The COVID-19 pandemic drove home the importance of the sport to MacKenzie’s mental well-being. When golf courses were approved for use after New York state’s order to isolate, MacKenzie was on a course on opening day. “After that round and a small return to normalcy, I had a sense that I was going to get through everything without losing my mind.”
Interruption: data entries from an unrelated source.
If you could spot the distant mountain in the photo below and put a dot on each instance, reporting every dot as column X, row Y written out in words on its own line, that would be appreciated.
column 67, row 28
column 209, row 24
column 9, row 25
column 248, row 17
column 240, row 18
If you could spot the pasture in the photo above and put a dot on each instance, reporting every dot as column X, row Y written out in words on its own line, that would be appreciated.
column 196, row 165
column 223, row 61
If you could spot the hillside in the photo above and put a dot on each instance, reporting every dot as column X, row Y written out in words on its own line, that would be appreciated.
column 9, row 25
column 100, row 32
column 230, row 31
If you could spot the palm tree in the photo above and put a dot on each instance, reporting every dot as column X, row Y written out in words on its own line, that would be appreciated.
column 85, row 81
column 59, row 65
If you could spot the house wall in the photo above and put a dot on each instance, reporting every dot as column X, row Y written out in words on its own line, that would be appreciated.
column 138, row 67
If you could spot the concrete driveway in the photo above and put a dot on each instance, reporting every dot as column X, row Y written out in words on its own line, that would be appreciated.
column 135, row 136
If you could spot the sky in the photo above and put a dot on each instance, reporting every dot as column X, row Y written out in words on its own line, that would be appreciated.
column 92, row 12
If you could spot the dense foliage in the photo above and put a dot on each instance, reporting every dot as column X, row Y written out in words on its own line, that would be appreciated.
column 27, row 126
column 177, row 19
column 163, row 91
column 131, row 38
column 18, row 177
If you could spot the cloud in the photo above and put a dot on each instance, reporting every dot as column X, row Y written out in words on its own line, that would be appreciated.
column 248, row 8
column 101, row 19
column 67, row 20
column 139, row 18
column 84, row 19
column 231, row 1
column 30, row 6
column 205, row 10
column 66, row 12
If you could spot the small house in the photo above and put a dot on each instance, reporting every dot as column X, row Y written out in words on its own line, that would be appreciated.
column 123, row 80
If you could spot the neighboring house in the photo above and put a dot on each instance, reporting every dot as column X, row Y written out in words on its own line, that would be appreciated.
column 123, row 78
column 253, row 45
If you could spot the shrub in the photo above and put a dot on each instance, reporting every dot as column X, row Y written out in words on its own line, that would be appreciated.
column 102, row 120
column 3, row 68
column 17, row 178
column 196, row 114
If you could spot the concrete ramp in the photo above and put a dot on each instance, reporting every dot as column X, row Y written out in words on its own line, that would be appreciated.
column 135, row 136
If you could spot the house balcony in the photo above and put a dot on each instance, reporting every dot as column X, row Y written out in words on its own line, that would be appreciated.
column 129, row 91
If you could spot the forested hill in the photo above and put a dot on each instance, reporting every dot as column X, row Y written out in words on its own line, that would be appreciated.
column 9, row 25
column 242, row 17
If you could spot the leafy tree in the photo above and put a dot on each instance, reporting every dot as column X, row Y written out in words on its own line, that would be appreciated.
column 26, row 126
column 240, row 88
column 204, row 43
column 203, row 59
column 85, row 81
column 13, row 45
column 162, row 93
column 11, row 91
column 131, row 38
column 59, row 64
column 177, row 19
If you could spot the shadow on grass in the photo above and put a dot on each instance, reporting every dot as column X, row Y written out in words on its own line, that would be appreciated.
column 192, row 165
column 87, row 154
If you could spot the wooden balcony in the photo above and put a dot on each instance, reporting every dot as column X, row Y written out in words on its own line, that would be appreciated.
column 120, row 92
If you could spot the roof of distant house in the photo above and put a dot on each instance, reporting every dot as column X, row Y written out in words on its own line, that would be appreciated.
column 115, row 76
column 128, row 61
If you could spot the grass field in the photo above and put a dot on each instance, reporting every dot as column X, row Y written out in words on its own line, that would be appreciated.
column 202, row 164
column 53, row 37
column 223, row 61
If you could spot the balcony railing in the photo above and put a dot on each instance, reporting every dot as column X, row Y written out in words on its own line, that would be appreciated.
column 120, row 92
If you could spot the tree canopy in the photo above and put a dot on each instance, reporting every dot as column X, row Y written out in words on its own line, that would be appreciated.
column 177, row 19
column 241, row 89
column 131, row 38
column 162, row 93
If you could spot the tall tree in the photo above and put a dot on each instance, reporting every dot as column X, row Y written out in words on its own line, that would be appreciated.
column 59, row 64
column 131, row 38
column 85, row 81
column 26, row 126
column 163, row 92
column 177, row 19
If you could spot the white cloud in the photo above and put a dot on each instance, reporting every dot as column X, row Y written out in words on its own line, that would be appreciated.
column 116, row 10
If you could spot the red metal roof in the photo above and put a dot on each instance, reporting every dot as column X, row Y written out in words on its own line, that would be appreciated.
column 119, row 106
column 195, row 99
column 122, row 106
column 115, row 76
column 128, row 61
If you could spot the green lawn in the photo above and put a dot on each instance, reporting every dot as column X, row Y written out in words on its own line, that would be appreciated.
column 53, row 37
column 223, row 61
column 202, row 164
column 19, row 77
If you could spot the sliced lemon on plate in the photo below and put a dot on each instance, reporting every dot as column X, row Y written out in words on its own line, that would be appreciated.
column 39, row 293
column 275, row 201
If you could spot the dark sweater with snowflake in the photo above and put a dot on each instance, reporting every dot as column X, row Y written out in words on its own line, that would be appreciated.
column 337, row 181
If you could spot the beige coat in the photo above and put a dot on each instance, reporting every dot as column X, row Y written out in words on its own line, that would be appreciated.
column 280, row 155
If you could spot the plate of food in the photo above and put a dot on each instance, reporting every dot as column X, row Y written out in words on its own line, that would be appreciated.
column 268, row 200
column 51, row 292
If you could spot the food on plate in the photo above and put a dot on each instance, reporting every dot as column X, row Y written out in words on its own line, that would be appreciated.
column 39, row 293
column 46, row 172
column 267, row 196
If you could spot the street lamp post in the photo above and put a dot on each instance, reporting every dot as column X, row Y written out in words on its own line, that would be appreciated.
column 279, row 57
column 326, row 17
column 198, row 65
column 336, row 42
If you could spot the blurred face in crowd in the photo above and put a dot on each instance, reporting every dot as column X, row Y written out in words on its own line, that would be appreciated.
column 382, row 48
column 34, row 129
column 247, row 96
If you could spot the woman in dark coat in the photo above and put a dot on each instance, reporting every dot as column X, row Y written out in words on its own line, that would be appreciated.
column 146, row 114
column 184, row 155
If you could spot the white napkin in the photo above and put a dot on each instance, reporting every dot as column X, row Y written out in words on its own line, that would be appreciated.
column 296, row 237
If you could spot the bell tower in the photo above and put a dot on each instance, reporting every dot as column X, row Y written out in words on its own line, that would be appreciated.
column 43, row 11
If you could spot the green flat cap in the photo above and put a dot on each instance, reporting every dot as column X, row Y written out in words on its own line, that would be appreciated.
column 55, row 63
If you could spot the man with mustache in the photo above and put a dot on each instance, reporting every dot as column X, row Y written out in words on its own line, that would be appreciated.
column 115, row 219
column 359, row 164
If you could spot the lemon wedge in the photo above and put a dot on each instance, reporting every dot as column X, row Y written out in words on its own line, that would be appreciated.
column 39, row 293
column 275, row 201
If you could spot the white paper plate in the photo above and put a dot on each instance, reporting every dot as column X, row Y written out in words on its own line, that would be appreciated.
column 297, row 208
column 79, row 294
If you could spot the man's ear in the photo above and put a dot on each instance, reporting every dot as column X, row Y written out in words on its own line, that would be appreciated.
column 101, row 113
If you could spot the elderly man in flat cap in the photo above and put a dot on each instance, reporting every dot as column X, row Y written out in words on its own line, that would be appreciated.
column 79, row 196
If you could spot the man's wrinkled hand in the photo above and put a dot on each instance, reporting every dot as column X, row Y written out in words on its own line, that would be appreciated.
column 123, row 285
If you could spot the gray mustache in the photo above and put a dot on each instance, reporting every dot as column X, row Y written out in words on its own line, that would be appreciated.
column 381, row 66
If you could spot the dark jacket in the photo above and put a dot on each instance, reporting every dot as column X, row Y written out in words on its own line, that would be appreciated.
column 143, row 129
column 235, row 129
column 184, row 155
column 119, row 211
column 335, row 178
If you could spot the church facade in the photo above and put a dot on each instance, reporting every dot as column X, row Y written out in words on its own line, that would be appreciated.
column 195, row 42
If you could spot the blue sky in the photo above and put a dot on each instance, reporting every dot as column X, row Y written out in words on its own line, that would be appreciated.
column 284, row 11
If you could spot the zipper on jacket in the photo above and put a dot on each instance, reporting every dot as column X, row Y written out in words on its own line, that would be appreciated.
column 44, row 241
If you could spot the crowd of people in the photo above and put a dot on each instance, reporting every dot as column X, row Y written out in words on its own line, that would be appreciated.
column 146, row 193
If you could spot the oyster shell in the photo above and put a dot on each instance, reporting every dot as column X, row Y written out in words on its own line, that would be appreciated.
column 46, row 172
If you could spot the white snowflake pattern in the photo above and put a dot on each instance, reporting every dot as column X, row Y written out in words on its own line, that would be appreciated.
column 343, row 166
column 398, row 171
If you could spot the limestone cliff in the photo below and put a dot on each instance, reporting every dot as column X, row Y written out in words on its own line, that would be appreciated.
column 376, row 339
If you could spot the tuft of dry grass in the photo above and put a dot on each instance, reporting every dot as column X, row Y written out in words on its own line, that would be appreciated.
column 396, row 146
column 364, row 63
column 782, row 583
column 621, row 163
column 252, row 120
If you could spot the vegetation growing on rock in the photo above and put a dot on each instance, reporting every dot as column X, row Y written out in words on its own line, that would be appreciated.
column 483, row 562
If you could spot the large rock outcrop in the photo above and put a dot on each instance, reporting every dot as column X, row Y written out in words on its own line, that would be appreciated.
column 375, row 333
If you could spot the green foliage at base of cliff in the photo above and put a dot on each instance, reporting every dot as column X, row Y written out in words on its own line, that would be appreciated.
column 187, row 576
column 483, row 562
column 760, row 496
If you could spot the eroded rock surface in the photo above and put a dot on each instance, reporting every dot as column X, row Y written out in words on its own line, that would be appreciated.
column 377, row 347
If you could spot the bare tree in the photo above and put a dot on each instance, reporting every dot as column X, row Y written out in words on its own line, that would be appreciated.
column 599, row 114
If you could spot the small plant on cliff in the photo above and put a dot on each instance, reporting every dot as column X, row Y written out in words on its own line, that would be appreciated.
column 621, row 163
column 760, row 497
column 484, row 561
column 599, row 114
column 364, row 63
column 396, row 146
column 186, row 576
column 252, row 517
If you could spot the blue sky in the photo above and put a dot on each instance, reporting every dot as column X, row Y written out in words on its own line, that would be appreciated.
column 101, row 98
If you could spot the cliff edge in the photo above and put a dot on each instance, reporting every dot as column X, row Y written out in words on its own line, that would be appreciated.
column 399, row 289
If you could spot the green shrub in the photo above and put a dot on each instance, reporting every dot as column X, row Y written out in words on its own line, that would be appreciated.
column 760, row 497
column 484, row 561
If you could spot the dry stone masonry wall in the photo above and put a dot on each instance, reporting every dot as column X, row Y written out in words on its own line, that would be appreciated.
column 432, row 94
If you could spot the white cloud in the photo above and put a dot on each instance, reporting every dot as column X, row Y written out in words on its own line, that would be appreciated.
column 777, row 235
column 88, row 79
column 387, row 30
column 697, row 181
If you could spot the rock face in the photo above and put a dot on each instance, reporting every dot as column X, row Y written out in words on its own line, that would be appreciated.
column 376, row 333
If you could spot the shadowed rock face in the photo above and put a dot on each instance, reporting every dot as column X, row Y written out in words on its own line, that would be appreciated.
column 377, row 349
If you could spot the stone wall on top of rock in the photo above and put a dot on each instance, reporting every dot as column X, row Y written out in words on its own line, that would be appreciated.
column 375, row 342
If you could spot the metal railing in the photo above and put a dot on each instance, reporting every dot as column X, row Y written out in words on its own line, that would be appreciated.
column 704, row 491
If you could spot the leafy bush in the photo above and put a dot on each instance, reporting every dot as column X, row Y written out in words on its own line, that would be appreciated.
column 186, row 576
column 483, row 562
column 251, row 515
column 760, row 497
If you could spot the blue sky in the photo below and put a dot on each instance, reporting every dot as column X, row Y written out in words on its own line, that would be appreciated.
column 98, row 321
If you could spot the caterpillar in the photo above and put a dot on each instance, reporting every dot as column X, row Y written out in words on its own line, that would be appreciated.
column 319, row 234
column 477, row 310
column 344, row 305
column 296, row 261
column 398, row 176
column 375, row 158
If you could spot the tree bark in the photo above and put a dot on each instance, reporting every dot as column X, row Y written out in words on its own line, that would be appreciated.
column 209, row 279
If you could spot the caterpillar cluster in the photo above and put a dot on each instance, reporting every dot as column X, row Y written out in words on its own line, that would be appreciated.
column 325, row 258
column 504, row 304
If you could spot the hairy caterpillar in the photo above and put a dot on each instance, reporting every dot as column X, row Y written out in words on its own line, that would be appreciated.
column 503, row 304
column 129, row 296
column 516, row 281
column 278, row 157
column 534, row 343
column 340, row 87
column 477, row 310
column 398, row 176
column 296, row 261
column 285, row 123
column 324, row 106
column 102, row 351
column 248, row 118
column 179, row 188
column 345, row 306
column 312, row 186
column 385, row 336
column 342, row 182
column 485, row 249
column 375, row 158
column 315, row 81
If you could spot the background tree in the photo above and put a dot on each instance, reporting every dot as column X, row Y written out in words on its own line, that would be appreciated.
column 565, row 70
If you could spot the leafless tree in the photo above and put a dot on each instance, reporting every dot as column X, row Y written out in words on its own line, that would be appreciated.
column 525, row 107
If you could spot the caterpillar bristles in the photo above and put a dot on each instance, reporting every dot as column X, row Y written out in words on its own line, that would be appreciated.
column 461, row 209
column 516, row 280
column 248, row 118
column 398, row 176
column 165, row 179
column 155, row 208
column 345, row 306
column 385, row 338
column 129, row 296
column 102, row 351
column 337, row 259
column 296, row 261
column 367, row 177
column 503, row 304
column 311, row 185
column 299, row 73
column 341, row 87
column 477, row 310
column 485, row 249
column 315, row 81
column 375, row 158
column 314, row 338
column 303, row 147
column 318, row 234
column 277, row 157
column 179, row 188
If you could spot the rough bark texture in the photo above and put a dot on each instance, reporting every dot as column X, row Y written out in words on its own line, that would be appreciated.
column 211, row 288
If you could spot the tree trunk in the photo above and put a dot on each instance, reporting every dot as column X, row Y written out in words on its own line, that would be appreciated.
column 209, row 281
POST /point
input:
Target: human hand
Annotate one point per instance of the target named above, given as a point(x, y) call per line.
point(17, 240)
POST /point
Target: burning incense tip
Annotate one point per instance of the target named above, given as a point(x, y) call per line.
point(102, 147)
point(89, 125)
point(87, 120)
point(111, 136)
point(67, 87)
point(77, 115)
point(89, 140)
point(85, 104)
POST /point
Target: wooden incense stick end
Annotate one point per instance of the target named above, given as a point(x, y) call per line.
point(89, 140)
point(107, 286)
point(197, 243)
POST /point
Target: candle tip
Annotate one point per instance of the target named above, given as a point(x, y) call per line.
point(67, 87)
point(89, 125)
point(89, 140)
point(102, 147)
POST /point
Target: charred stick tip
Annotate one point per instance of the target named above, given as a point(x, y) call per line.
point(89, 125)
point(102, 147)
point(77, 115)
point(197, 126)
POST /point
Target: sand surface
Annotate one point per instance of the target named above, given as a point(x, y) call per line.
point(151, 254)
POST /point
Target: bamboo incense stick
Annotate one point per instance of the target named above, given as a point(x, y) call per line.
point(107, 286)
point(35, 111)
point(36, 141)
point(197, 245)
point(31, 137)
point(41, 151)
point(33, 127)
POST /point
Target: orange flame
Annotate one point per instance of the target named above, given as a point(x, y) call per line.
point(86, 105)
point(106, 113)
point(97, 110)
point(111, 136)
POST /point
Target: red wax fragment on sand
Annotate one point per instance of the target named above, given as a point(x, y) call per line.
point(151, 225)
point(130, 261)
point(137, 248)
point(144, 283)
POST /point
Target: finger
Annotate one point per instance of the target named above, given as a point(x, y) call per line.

Genevieve Hawkins, executive leader and author of Mentally at Work, reminds leaders that what works for one person won’t work for everyone. She points out that there are four important aspects of decompressing:

  • Physical—Exercise or enjoy a sport, even simply walking the dog or taking a brisk walk around the block, if time is limited.
  • Emotional—Laughter is the best medicine in this category and can be found by spending time with a friend, watching comedy shows or reading a humorous book.
  • Mental—Focus on projects or events outside of work, journaling, playing cards or gardening.
  • Spiritual—Connect to something greater than ourselves. This can include nature-based activities such as forest bathing, the Japanese practice of immersing oneself in a tree-filled space; listening to mood-shifting music; or practicing mindfulness or meditation.

Love Yourself More than Work

Many activities can touch more than one of these four categories and help an executive decompress. “There can be a risk, when we love our work, that we get lost in it,” says Hawkins. “You need others around you who can call you on it. You want friends who can appreciate the energy that work might bring but also hold you to account for spending time with them.”

“You often hear among the CEO crowd that our work is our hobby. The reality of it is that this job is stressful,” admits Andrea Bushnell, RCE, CEO of North Carolina Association of REALTORS®. “We have times when things are just insanely busy, and it is stressful when you can’t ever see the end of your to-do list. You’ll have days where you look at your list and you have not done one thing. But you write down six things just so you can check them off so that you feel accomplished.”

Bushnell took up tennis to decompress from work and heal from hip problems that had left her relatively immobile, leading to a hip replacement. “I was having a glass or two of wine while my husband was out playing tennis and being healthy,” she says. “[Then] I was sitting at my desk one day, and I was thinking, ‘If somebody were chasing me, could I run away from them?’ I decided that I was going to take up tennis. It’s freeing, almost a relief.”

Pace Yourself

For hikers, a common expression is “Hike your own hike.” “[That] applies to work, too,” says Butts. “Many association executives start to feel burnout the first year on the job, and they need to embrace that they are hiking their own hike—not their predecessors’ and not the hike of other association executives.

“We each need to pace ourselves, figure out how to breathe, take a break when it is needed, prepare for problems and set our own victories.”

Rosie Wolf Williams is a writer whose work has appeared in USA Weekend, Woman’s Day, AARP the Magazine and elsewhere.